Objectives
mapme.biodiversity
facilitates statistical data analysis
for protected areas around the globe. It supports a high number of
biodiversity related datasets and associated indicators that can be
utilized to monitor and evaluate the effectiveness of protection
efforts. Several indicators are available at regular intervals for
almost two decades (2000 to 2020). This allows users to analyse spatial
and temporal dynamics of their biodiversity portfolios. The package
abstracts away repetitive tasks, such as temporal and spatial selection
of resources. This allows a seamless approach to quantitative data
analysis even for very large (potentially global) portfolios where users
are enabled to focus on the aims of their analysis. The package has been
tested on Microsoft Azure’s cloud infrastructure as well as on local
machines. The internal framework was designed to allow an easy process
to provide extensions in the form of additional resources and
indicators, unlocking the potential for a future growth in supported
datasets and Pull-Requests are highly appreciated. For geographic data
analysis, the package uses sf for operation of vector
data and terra for raster data.
mapme.biodiversity package
mapme.biodiversity
provides a standardized interface to
download and analyse a great variety of biodiversity related spatial
datasets allowing users to focus on the aims of their analysis. The
sometimes cumbersome process of handling different spatial data formats
and the spatial and temporal selection is handled internally. Many
organizations provide value-added datasets related to biodiversity.

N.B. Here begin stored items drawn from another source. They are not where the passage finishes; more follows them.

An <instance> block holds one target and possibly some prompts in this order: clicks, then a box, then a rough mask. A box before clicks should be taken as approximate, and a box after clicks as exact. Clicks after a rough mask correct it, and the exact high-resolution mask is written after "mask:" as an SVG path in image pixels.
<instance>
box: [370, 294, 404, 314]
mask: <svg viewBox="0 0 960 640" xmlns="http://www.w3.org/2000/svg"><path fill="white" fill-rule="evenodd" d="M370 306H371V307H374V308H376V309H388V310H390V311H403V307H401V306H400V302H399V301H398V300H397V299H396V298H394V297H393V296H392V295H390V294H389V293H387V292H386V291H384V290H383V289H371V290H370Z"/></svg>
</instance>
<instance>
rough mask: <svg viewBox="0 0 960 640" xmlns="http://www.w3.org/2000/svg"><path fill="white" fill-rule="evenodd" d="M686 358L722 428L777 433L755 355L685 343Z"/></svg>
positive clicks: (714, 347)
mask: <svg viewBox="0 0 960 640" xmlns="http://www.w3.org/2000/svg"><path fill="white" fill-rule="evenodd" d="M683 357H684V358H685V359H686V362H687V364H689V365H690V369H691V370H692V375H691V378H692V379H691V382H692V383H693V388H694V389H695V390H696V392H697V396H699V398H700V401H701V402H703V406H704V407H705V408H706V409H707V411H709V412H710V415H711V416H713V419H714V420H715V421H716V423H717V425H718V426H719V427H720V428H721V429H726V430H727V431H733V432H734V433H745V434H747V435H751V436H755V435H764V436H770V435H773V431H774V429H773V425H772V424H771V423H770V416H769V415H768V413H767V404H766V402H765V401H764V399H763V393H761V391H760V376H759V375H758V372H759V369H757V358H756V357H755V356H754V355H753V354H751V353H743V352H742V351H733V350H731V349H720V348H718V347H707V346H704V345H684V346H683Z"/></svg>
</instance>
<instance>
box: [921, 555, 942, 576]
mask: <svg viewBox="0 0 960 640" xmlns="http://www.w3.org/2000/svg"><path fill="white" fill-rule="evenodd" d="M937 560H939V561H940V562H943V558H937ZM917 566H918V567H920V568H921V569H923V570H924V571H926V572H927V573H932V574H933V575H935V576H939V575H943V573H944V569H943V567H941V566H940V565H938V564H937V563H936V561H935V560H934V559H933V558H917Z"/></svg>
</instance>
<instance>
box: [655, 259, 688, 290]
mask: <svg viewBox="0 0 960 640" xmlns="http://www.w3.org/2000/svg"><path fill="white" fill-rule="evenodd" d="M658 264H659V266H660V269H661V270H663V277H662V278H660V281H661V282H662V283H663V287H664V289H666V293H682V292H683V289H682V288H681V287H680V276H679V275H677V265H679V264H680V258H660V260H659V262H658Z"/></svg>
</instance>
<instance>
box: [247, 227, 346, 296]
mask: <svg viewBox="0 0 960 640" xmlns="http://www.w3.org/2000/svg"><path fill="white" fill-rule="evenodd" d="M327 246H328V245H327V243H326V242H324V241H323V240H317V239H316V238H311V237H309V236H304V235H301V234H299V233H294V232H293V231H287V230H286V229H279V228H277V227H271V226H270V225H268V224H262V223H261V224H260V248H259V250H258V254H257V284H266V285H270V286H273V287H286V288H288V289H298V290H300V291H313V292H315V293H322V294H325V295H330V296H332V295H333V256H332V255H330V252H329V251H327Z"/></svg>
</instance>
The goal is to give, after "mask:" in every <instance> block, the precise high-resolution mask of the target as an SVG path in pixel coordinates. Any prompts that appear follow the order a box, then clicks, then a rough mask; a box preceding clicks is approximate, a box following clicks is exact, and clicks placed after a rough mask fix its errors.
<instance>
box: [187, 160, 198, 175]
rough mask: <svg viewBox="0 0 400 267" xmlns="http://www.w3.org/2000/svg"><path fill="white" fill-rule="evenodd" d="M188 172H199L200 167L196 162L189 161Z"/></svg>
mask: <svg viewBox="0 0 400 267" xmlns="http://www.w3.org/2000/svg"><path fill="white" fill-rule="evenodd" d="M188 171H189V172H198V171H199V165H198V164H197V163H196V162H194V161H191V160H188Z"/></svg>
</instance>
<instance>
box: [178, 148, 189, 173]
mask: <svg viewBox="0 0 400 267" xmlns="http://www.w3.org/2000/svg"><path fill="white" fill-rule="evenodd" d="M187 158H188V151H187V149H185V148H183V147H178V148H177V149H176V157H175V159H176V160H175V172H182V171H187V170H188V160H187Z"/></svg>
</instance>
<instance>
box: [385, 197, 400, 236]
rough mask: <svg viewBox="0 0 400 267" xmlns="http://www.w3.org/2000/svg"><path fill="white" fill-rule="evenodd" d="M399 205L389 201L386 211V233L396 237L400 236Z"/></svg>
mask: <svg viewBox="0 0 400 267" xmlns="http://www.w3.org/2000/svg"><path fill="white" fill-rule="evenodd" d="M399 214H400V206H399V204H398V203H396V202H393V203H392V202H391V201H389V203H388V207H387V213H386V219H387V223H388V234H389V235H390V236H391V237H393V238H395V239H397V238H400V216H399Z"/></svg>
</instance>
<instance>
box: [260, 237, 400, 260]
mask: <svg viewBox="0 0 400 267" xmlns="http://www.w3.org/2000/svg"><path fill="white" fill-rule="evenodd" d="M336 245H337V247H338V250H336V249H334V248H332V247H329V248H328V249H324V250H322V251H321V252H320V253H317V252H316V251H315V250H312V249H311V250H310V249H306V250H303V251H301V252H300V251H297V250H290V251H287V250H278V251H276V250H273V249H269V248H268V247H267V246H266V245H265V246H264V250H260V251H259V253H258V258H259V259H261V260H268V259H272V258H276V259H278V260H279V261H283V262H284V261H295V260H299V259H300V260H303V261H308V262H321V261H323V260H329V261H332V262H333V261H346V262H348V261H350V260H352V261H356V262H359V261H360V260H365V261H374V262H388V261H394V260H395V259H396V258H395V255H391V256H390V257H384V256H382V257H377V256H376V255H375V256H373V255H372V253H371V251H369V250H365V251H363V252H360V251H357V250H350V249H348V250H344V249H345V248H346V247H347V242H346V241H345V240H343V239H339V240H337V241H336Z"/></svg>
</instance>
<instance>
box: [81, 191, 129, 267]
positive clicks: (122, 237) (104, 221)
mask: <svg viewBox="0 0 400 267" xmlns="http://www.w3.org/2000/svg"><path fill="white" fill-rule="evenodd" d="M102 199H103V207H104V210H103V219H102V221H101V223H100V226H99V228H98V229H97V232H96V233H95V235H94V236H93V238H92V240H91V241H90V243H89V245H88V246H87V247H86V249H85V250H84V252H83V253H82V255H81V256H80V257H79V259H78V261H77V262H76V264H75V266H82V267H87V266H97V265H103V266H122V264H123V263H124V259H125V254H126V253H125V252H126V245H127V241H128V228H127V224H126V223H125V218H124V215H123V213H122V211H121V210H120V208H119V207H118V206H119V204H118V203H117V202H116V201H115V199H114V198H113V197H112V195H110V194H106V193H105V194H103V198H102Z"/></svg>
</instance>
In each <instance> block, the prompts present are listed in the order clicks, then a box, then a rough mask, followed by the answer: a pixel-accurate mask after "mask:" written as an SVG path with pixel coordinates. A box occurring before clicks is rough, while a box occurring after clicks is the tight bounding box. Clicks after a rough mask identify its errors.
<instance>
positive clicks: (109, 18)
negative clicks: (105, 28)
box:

These organizations often use different technology stacks to distribute
their data. mapme.biodiversity
contains simple routines to
communicate with these different backends to provide a seamless access
to the data. Once the desired resources have been made available
locally, users can decide which indicators they want to calculate and
fine-control of these routines is provided.
Functionalities
Currently, the package offers several functionalities, which should ideally be used in a consecutive manner in order to realize a seamless analysis workflow:
- initiate a portfolio based on an sf object
- get resources for the spatio-temporal extent of the portfolio
- calculate indicators based on the available resources for each asset in the portfolio
- write the results to disk as a GeoPackage and use it with other Geo-Spatial software, or
- conduct your statistical analysis in R
Inputs, Outputs
an sf object containing only geometries of type
'POLYGON'
with arbitrary metadata and additional information about the temporal extent and an output folder structureraster and vector resources matching the spatio-temporal extent of the portfolio will be downloaded and made available locally. These are necessary inputs for the subsequent calculation of indicators, but the raw resource of course also can be used, e.g. for custom visualizations or analysis. Importantly, the same resource directory can be used for different portfolios because matching resources are figured out during run time. Thus, there is no need to store multiple copies of the input resources.
the results of the indicator calculation will be added to the portfolio object as nested list columns. This approach makes it feasible to support a variety of indicators with differently shaped outputs (e.g. time variant vs. invariant indicators). When the analysis is done in R, this does not pose serious limitations, because the desired indicator can easily be unnested via
tidyr::unnest()
. However, if the data was to be shared to use it in other geospatial software (e.g. QGIS), a routine to write a portfolio object as a GeoPackage to disk is provided. Each indicator will be written to an independent table and a unique identifier allows joining the attributes with the geometries later.
Limitations
a potential limiting factor for now is the processing of single very large polygons. While the terra package provides a memory-save framework to process large raster extents, RAM overflows could occur when several large polygons are processed in parallel. We advise to process very large polygons sequentially or substantially reduce the number of cores.
on Windows, parallel processing currently is not supported. While it has been thoroughly tested that the provided routines also work on Windows machines, the sequential processing of large numbers of polygons can take a while. If you wish to process large portfolios in parallel, please make sure to use a UNIX based operating system (e.g. by using a docker image).
we took a great effort to evaluate the most efficient processing routines for each indicator. If you submit a new indicator where you have a more efficient routine in mind that is currently not supported by the package, please contact the maintainers via e-mail, issue or pull-request and we will happily discuss the options how to integrate your routine into the wider framework
We are planning to add new features and to extend the functionality of mapme.biodiversity, and to address these limitations best possible.